Algo de aldea perdida queda todavía en As Xubias, por donde trota el tren de Andrés do Barro, pasiño a pasiño, y donde resisten los mariscadores, que luchan con una mano contra la contaminación de la ría y con la otra con los furtivos.

Por algún sitio quedan adoquines de la antigua N-VI y los parroquianos sonríen socarrones al recordar a las hordas de adolescentes que venían caminando desde la ciudad para meterse mano en la obra de Pachá.

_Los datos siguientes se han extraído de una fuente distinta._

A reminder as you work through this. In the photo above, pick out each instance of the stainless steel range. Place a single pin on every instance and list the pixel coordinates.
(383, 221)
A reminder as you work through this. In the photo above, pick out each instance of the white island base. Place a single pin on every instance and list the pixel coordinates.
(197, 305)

El Pasaje, como la propia ciudad, es pura paradoja. Aquí conviven las chabolas y las ratas con los chalés de diseño que se asoman a lo alto de la avenida, donde a veces ruedan esos anuncios de viviendas cúbicas y asépticas, sin juguetes por el suelo ni libros por las paredes, para dar idea de cómo mola vivir así, en plan minimalista, pero con un coche de tantos cilindros en el garaje y rodeado de muchachas esculturales y lánguidas y de muchachos tableteados e indolentes. El Pasaje es el cubo de diseño y las ruinas de la Conservera Celta, donde los chabolistas se sobreponen a su miseria oteando las mismas (o incluso mejores) vistas que sus vecinos ricachones.

Junto a la ría también está el colegio de los jesuitas, donde en julio de 1990 unos tipos en estado de levitación vimos en directo a Prince, que en la distancia corta resultó que era muy bajo y que tocaba la guitarra justo como en el vídeo de Purple Rain. Porque todavía era el Prince de Purple Rain y Raspberry Beret, y no el estéril artista que luego se llamó «el artista antes conocido como Prince».

Cuando llegó Prince en 1990, el atasco del Pasaje ya estaba allí. Es un embotellamiento perpetuo que nos inventamos porque, en realidad, no tenemos intención de cruzar el puente. El coruñés de toda la vida pide de boquilla mucho AVE, mucho aeropuerto, mucha estación intermodal, mucho puerto exterior y mucha autovía, pero no porque se quiera ir a ninguna otra parte. Qué va. Como mucho, quiere tener a mano todo ese arsenal de infraestructuras para poder volver cuanto antes a la ciudad en caso de que por algún error u omisión haya caído más allá del Pasaje.

Aunque además del placer casi sexual del regreso, hay otro motivo glorioso para cruzar al atardecer esa línea Maginot del Pasaje: acercarse al castillo de Santa Cruz y contemplar la ciudad desde el islote de doña Emilia. Y acariciar la silueta de A Coruña acostada a nuestros pies.